NIMBYs pop up in my suburb
This columnist has a proud history of taking on Canberra's world-class NIMBYs, shirtfronting them for their entitlement-driven bourgeois pettiness, their wildly-imaginative (We'll all be murdered in our beds! Our property values will be devastated!) unchristian unkindness.
When they haven't been shamed into silence by me, the NIMBYs' first comeback is always that if any threats to my own mini-world ever loomed in my own backyard I'd be quick to be as agitated as they are.
That was never true and now a new proof of its untruthfulness emerges in my joyful welcoming, to my backyard, of the pop-up coronavirus emergency hospital popping-up on Garran Oval, just a Frisbee's toss from my home.
Rapture!
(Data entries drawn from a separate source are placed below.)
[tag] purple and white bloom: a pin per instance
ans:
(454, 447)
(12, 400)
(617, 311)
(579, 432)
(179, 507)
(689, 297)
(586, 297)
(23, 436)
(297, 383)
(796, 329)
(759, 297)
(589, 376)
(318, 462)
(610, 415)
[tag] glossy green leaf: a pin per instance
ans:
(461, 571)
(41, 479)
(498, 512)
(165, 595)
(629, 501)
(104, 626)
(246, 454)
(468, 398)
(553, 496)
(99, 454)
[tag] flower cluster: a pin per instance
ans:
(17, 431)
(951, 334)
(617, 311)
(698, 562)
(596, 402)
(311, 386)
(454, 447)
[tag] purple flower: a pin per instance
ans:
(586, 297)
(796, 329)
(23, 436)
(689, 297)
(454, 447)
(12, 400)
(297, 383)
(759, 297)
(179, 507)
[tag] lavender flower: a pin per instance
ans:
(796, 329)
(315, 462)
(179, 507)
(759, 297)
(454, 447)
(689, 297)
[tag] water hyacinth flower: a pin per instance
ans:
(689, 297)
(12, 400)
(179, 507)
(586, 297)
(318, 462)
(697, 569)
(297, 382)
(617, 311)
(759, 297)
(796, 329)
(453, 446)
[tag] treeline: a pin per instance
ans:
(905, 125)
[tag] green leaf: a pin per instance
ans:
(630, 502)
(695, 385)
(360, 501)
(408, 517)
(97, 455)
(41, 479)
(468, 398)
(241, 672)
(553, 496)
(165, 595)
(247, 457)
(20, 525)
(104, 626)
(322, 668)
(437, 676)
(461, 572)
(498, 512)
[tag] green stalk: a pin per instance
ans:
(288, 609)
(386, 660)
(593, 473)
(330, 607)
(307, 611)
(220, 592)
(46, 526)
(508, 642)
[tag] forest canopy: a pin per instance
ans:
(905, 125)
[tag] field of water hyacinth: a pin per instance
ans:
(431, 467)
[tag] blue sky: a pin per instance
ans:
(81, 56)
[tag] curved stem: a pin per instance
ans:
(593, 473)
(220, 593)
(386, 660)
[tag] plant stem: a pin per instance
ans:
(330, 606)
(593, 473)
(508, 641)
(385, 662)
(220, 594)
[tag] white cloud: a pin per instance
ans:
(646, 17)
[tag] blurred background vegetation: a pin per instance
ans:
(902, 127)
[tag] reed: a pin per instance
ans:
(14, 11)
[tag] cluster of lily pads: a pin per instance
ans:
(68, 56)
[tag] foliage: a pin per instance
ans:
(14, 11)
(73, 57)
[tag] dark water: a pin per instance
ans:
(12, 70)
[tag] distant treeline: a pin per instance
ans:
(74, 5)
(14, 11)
How wonderful it feels to have my suburb (usually so alienated and uncommitted) contributing in some meaningful way to the protection of our brothers and sisters from disease and death.
I knew that Garran's elite NIMBYs (some of Canberra's best, although of course Yarralumla's and Bonython's are the current champions) would seethe about this. Sure enough there is already some audible gnashing of Garran NIMBY dentures.
The complaint in one Letter to the Editor that the lost oval is Garran's only green space is not only not true but overlooks the fact that just across the road from Garran there is the immense green space (it is the size of Belgium) of Eddison Park. Then, a short drive or a bracing walk from Garran there is spacious Hughes Oval (the size of Lichtenstein).
For NIMBYs a slight inconvenience always seems a catastrophe. The inconvenience given anyone by the temporary unavailability of Garran Oval is the kind of inconvenience suffered by the bourgeoisie when they can't get exactly their preferred kind of caviar.